Center for Neurocognitive Research (MEG-Center), Moscow State University of Psychology and Education, 29 Sretenka str, Moscow, 127051, Russia.
Cogn Affect Behav Neurosci. 2022 Oct;22(5):1108-1129. doi: 10.3758/s13415-022-00996-z. Epub 2022 Apr 1.
This study examined whether pupil size and response time would distinguish directed exploration from random exploration and exploitation. Eighty-nine participants performed the two-choice probabilistic learning task while their pupil size and response time were continuously recorded. Using LMM analysis, we estimated differences in the pupil size and response time between the advantageous and disadvantageous choices as a function of learning success, i.e., whether or not a participant has learned the probabilistic contingency between choices and their outcomes. We proposed that before a true value of each choice became known to a decision-maker, both advantageous and disadvantageous choices represented a random exploration of the two options with an equally uncertain outcome, whereas the same choices after learning manifested exploitation and direct exploration strategies, respectively. We found that disadvantageous choices were associated with increases both in response time and pupil size, but only after the participants had learned the choice-reward contingencies. For the pupil size, this effect was strongly amplified for those disadvantageous choices that immediately followed gains as compared to losses in the preceding choice. Pupil size modulations were evident during the behavioral choice rather than during the pretrial baseline. These findings suggest that occasional disadvantageous choices, which violate the acquired internal utility model, represent directed exploration. This exploratory strategy shifts choice priorities in favor of information seeking and its autonomic and behavioral concomitants are mainly driven by the conflict between the behavioral plan of the intended exploratory choice and its strong alternative, which has already proven to be more rewarding.

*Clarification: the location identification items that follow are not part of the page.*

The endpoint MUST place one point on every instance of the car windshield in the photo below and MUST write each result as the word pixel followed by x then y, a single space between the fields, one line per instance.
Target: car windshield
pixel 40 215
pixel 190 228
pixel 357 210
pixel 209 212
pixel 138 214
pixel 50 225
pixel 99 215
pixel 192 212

本研究旨在探究瞳孔大小和反应时是否能够区分有方向的探索与随机探索和开发。89 名参与者在执行二择一概率学习任务时,其瞳孔大小和反应时间被连续记录。通过 LMM 分析,我们估计了在学习成功的情况下(即参与者是否已经学习到选择及其结果之间的概率关系),瞳孔大小和反应时间在有利和不利选择之间的差异。我们提出,在决策者真正了解每个选择的价值之前,有利和不利的选择都代表着对两个选项的随机探索,结果同样不确定,而在学习之后,相同的选择表现出了开发和直接探索策略。我们发现,不利的选择与反应时间和瞳孔大小的增加有关,但仅在参与者学习了选择奖励关系之后。对于瞳孔大小,与在前一次选择中损失相比,那些紧随收益而来的不利选择的影响更强烈。瞳孔大小的调制在行为选择期间而不是在预试验基线期间明显。这些发现表明,偶尔的不利选择,违反了已获得的内部效用模型,代表有方向的探索。这种探索策略改变了选择的优先级,有利于信息搜索,其自主和行为伴随主要是由预期探索选择的行为计划与其强烈替代方案之间的冲突驱动的,后者已经被证明更有回报。